RALEIGH, N.C. (AP) — North Carolina transportation officials are taking steps to remove the last vestiges of a highway named more than a century ago for Confederate president Jefferson Davis.
The N.C. Department of Transportation is removing signs and markers in the state-owned right of way, The News & Observer of Raleigh reports. The groundwork for the removal was laid this summer after the death of George Floyd led to a review of Confederate monuments and symbols.
The Daughters of the Confederacy conceived of the Jefferson Davis Highway in 1913, partly as an answer to the Lincoln Highway between New York and San Francisco dedicated that year.

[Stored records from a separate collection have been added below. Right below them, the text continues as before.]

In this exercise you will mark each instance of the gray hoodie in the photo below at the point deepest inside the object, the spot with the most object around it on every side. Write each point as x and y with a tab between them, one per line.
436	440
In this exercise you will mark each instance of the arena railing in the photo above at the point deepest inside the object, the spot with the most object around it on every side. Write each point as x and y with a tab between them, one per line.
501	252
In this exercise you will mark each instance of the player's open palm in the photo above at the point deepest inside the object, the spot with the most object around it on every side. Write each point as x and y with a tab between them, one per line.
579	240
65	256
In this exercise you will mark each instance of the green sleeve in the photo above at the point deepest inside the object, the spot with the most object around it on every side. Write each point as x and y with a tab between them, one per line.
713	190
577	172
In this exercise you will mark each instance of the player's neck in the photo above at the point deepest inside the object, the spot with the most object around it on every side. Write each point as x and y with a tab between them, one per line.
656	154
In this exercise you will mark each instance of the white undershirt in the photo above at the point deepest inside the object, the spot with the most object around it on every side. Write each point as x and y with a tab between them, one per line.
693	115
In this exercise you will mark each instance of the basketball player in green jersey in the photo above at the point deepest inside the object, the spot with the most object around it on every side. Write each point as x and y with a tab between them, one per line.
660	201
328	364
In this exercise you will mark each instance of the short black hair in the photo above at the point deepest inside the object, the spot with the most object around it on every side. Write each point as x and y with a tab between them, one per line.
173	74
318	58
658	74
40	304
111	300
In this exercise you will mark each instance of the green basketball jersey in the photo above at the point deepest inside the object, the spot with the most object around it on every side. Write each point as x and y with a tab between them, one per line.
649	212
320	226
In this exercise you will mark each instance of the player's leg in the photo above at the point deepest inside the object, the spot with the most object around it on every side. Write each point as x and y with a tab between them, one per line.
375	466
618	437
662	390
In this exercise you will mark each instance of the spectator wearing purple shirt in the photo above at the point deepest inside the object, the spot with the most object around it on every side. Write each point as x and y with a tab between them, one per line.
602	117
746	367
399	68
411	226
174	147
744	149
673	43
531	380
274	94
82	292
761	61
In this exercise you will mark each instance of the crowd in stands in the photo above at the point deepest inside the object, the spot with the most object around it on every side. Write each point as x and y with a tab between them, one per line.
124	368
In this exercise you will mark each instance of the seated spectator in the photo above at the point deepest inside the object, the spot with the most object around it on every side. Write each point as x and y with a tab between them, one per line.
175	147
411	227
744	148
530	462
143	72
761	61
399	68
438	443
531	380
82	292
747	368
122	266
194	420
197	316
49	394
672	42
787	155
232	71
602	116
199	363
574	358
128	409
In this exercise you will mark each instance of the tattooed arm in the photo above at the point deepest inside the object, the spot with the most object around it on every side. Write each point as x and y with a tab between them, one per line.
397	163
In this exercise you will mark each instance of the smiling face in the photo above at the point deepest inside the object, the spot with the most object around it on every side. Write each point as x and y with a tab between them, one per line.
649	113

The group identified the highway’s route along existing roads, then promoted the name with signs, stone markers and state and local government resolutions.
The route they chose through North Carolina runs about 160 miles (about 258 kilometers) from the Virginia state line, follows U.S. 15 through Durham and Chapel Hill south to Sanford, then U.S. 1 to South Carolina near Rockingham.
Virginia officially adopted the name, but NCDOT officials say despite requests from the Daughters of the Confederacy in the 1920s and again in the late 1950s, North Carolina never did.
“So there is not an officially named Jefferson Davis Highway from the Board of Transportation out there anywhere, but there are some local designations that appear to have been put up within our right of way,” chairman Mike Fox told fellow board members in June.
This week, the board’s road naming committee, which Fox leads, signed off on NCDOT’s plans to remove several Jefferson Davis Highway signs in Granville County. Kevin Lacy, the department’s traffic engineer, said the signs are official highway signs, but it’s not clear how they got there.
Lacy said he will also write a letter to the state division of the United Daughters of the Confederacy asking it to work with local communities to remove several stone markers along the highway.
Efforts by The News & Observer to reach the United Daughters of the Confederacy were not successful. The organization lists an email address on its website but not a phone number.
While wanting signs and markers gone, NCDOT is not trying to rename a section of U.S. 1 in Lee County that is actually called Jefferson Davis Highway. The Daughters of the Confederacy asked the county to so designate the road in 1959, and Lee commissioners agreed, according to a copy of the resolution provided by the county.
Lacy suggested that, because the county named the road, NCDOT should let the county handle any changes, which would affect the addresses of numerous residents and business owners. But Lee County officials say if the highway is to be rechristened it should be up to NCDOT or the General Assembly. No one has asked Lee County commissioners to rename the road, said spokeswoman Jamie Brown, and the county isn’t considering it.